I was starting to think. The .38 was still in the back of my trousers. It hadn’t occurred to them that I might have a gun. “I know where I’ve seen you before,” I said. “It was outside Hoffman’s apartment building.”

I pictured the green car in the lot. I’d seen it before that same day when Marcus and I had gone to San Leandro. The same car I now realized that had followed me when I went to Morgan’s house, that had played chicken with me the night Sally and I drove to Marios. It was these three who must have killed Brinkman though I didn’t know why.

But Pepe wasn’t listening to me. He swaggered over to the galley and started rooting through drawers. I glanced at the other two. They both stood just feet away, their guns held loosely at their sides. I calculated my chances of shooting all three of them if I tried to get my gun, and figured they were about nil. I had never even pointed a gun at another person in my life, in fact I didn’t know if the .38 even worked. It had been lying unused for a long time. But mainly what stopped me was Marcus lying dead on the floor with the back of his head missing. In their drugged state these kids had no fear and I could count on them to react without hesitation if I moved.
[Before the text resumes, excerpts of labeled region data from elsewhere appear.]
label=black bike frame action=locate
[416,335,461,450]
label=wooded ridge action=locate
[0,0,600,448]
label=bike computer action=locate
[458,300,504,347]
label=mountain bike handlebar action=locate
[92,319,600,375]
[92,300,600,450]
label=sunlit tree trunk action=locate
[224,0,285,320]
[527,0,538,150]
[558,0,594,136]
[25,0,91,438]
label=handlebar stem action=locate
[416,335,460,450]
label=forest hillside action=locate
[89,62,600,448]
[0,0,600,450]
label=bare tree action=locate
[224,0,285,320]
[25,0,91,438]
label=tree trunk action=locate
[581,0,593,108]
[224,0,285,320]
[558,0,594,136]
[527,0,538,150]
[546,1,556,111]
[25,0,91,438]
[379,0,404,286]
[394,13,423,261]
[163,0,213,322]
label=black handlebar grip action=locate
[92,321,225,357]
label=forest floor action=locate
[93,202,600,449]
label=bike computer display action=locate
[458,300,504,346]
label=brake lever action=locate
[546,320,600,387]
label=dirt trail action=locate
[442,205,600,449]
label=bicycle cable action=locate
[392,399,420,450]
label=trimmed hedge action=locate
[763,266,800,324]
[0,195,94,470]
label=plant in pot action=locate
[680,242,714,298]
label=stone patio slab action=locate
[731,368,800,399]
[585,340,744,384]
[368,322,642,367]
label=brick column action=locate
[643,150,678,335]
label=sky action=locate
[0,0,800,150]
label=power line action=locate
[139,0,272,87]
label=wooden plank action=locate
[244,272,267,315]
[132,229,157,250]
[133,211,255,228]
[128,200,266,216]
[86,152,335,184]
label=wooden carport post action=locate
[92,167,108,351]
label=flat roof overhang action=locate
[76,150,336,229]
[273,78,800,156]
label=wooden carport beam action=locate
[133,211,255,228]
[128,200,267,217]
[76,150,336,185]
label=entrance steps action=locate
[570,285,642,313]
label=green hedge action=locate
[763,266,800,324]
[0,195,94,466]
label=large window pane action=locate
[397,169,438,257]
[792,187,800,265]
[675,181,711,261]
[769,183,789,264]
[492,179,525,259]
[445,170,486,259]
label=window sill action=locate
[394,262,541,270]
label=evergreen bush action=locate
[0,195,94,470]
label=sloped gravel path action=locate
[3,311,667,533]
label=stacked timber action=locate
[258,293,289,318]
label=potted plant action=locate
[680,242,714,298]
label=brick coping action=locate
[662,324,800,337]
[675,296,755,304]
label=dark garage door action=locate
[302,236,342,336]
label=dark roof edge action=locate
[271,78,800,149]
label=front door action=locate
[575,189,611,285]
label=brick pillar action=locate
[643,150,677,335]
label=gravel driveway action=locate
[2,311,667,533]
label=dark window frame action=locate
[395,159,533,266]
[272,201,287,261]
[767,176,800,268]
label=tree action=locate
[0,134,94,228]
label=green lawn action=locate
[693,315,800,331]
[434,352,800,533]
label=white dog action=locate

Even if I got my hand to my gun, if I fumbled for even a fraction of a second I was dead.

My brain was working now, racing at full speed, but my limbs felt leaden and frozen. Pepe found what he was looking for. He turned around and held up a kitchen knife with about a six inch blade and dread plucked at my insides. He tucked his gun inside his trousers and picked up a towel and I knew what was about to happen. The reports of Brinkman’s death came back to me in vivid Technicolor. I doubt that he’d been a particularly brave man. He probably told them what they wanted to know before they ever used the drill on him, but they’d gone ahead anyway. I couldn’t take my eyes off that blade and I knew right then I’d rather be shot than be sliced into pieces.

But it wasn’t me Pepe had in mind. Alice realized at the same time I did that he was looking at her and when he moved towards her she shrank back against the wall and opened her mouth to scream but he was too fast for her. With one hand he slammed her head against the wall.

“Getter arms.”

The two younger kids held her while Pepe stuffed the towel in her mouth. Her eyes bugged and thinking she must be about to choke she struggled violently. It happened in a second.

“Wait!” I yelled.

But it was useless. Pepe wanted to make a point and he ignored me. The blade went up and flashed down again and pierced Alice’s shoulder. Her eyes locked on mine in a silent plea as the initial shock and pain registered. I heard her muffled cry and tears sprang into her eyes.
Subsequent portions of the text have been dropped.